Mieux, pire, différent?

Des simples jouets en bois fabriqués avec amour et transmis de génération en génération montrent combien nous faisons maintenant peu d'objets à la main. Est-ce une bonne ou une mauvaise chose?
Texte d’Allyson Gulliver • Illustrations de Teddy Kang Mis en ligne le 22 janvier 2026

La ferme de la famille Lebret, près de Fort Qu’appelle (Sask.) février 1910

Anna n’arrivait pas à se décider.

— Je choisirais... dit-elle en glissant son doigt sur la page du catalogue Eaton. Les petites assiettes décorées de fleurs ou... Ça! La poupée avec des yeux qui se ferment!

Son frère Leo, lui, avait déjà fait son choix.

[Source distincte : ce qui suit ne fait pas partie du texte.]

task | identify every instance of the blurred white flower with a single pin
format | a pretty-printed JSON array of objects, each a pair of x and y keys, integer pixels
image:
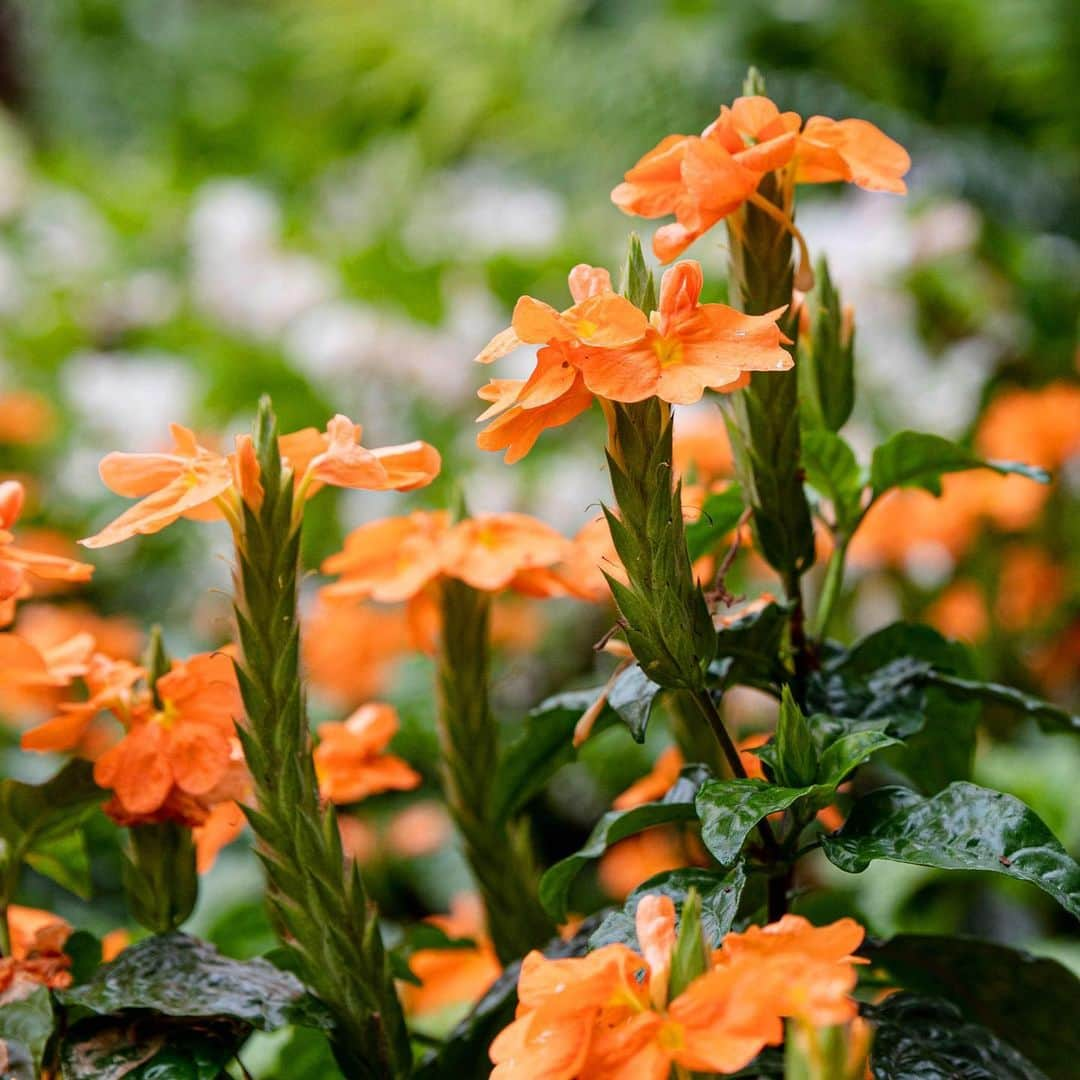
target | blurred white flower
[
  {"x": 126, "y": 400},
  {"x": 480, "y": 211}
]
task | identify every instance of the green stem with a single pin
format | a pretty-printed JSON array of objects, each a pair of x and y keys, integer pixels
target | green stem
[
  {"x": 500, "y": 861},
  {"x": 831, "y": 588},
  {"x": 318, "y": 899}
]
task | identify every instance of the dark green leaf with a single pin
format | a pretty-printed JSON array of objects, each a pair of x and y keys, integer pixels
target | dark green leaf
[
  {"x": 916, "y": 459},
  {"x": 833, "y": 471},
  {"x": 177, "y": 975},
  {"x": 26, "y": 1018},
  {"x": 796, "y": 756},
  {"x": 677, "y": 805},
  {"x": 963, "y": 827},
  {"x": 1021, "y": 998},
  {"x": 1023, "y": 705},
  {"x": 690, "y": 955},
  {"x": 718, "y": 516},
  {"x": 632, "y": 696},
  {"x": 927, "y": 1039},
  {"x": 719, "y": 892},
  {"x": 746, "y": 650},
  {"x": 464, "y": 1051},
  {"x": 730, "y": 809},
  {"x": 149, "y": 1049}
]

— Pour moi, c’est l’avion miniature! lança-t-il en tapant du doigt sur le bas de la page.

Leurs parents échangèrent un regard.

— Quand on aura fini le lit du bébé, on pourrait peut-être essayer de construire notre propre machine volante, dit leur père.

— Et on pourrait utiliser des retailles de rideaux et coudre des nouveaux vêtements pour la poupée que papa a faite pour toi, dit leur mère à Anna.

— Maintenant, habillez-vous, ajoutat-elle, et allez chercher la paille de blé dans la remise. Il est temps que vous appreniez à tisser vos propres paniers. Les enfants enfilèrent leur manteau et leurs bottes avant de sortir sous le soleil déclinant de la fin d’après-midi.

— J’aimerais bien qu’on puisse avoir des choses neuves qui viennent du magasin, dit Leo à voix basse.

— Je sais qu’ils n’ont pas beaucoup d’argent pour les extras, répondit Annaen refoulant ses larmes, mais pourquoi est-ce qu’on doit tout faire nous mêmes? La poupée dans le catalogue est tellement plus jolie. Et imagine seulement ce que ça ferait d’avoir une carpette douce venue d’un magasin plutôt qu’un toile rugueuse faite avec nos vieilles chemises.

— Il y a un traîneau dans le catalogue avec des patins en métal, dit Leo d’un ton rêveur. Mais la traîne sauvage que papa nous a faite est amusante aussi, bien sûr.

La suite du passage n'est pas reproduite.